The glue that joins Russia and the Middle East in dreadful dependence

RASHMEE ROSHAN LALL October 30, 2017

What is Russia up to in the Middle East?

On the one hand it seemed to support the Kurdish independence referendum. But equally, it wants to maintain the status quo.

It’s playing off both sides just as the Soviet Union did.

Remember how the Soviet Union balanced support for “national liberation movements” such as the PLO with support for “bourgeois nationalist regimes” such as Saddam Hussein in Iraq?

An interesting point about the Middle East’s relationship with Russia comes from a piece by Omar Ashour, Senior Lecturer in Security Studies at the University of Exeter.

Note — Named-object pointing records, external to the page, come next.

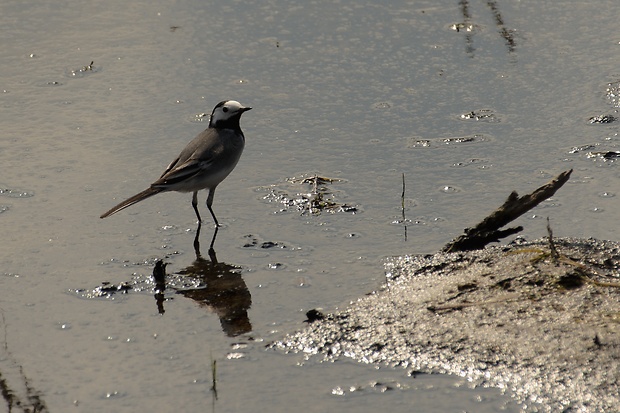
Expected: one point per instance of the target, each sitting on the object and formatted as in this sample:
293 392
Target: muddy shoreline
543 328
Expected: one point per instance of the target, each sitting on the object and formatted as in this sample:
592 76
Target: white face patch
227 110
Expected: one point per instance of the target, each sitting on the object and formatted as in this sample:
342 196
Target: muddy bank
543 327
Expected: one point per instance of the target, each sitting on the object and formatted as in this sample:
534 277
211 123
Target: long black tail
147 193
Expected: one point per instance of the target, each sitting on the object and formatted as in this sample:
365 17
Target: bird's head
226 114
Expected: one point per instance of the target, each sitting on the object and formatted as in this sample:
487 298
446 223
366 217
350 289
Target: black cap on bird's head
226 114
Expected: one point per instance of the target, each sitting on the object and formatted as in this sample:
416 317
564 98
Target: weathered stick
489 230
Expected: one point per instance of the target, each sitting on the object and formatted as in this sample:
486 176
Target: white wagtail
204 162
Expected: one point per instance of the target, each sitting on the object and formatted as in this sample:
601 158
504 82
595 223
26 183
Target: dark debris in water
602 119
454 140
83 71
140 283
317 199
14 193
481 115
613 93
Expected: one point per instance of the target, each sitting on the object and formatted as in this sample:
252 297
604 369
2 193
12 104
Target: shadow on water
222 288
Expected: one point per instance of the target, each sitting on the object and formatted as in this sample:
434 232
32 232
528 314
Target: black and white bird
204 163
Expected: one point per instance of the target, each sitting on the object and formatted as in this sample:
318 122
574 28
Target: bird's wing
181 172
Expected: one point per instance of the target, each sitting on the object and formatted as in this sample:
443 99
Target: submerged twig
402 206
554 252
488 230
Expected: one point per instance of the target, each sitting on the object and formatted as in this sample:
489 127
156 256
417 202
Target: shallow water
354 91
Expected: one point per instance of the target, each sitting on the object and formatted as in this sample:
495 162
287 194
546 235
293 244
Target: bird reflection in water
224 290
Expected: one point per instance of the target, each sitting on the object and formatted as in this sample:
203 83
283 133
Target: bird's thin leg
209 203
195 205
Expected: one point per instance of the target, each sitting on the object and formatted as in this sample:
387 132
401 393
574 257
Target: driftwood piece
489 230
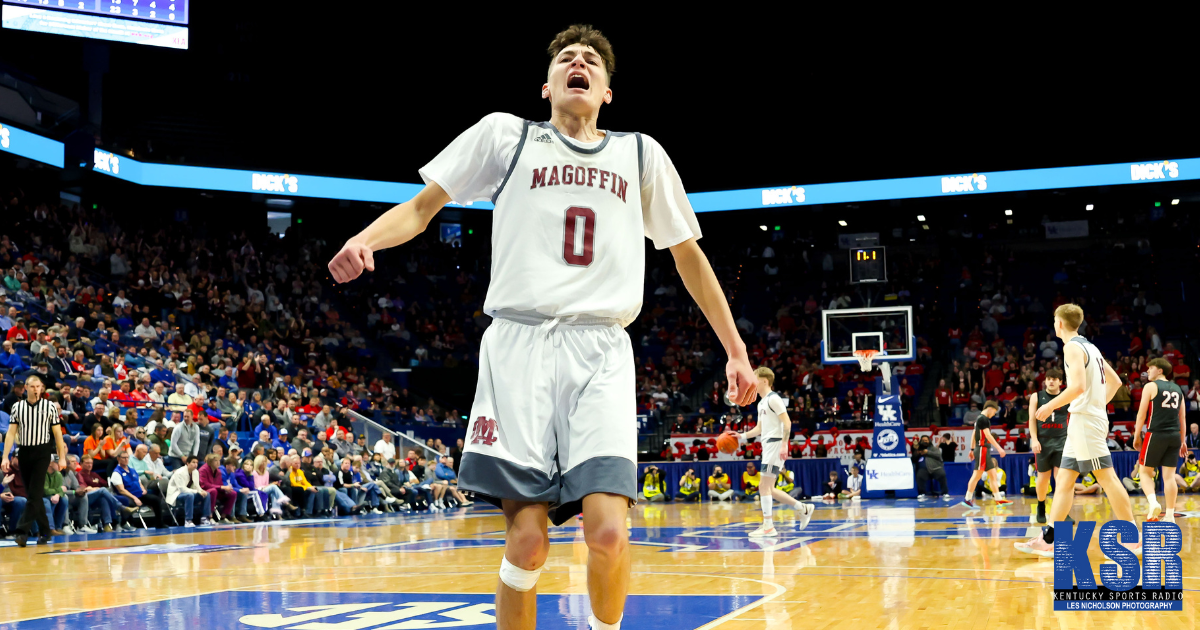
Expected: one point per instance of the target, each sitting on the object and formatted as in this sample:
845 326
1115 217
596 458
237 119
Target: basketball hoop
865 358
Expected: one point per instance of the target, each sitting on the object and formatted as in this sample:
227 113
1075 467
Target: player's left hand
743 384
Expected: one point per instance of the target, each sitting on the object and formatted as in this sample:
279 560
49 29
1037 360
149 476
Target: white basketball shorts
1087 447
771 462
555 417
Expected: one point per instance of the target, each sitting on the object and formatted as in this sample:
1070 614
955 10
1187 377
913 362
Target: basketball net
864 364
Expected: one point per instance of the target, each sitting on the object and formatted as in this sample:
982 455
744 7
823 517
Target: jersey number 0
579 235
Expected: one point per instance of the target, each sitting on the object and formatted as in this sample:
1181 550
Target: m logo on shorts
484 431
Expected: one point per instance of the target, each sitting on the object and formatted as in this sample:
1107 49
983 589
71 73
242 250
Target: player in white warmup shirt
1091 384
553 429
774 430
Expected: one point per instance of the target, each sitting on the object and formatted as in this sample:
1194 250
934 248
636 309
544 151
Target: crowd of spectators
1003 354
168 349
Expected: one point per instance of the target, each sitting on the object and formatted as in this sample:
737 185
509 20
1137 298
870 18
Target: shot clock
868 264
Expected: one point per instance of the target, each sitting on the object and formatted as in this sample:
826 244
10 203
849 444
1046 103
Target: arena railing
373 431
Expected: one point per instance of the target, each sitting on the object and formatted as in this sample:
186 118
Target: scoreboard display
171 11
868 264
162 23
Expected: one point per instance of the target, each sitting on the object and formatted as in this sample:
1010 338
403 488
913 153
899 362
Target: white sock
597 624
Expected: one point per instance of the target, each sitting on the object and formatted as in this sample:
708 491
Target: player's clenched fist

Dr Ashour says that in the Middle Eastern region’s “six-decade-long history of state-directed chemical mass murder, one power has consistently protected the perpetrators: Russia.”

He points out that in the 1960s, the Soviet Union stifled condemnations of Nasser’s attacks on the Yemenis, leading then-United Nations Secretary-General U Thant to declare that he was powerless to deal with the matter.

Fast forward to the present day and Russia remains involved in more ways than one. Dr Ashour writes that Moscow is not just “silencing debate in the UN Security Council or promoting diplomatic and legal impunity. President Vladimir Putin’s regime may have contributed to the latest chemical attack, by secretly reneging on the 2013 ‘framework for elimination of Syrian chemical weapons’, which called for the elimination of Syria’s stockpiles by mid-2014. It may even have been directly complicit in the attack.” That’s an acutely damaging allegation. If true, it makes one wonder why Donald Trump’s administration warned the Russians of the impending attack.

But more to the point, it offers an interesting perspective on the dreadful glue that joins the Middle East and Russia in a relationship of fear-inducing dependence.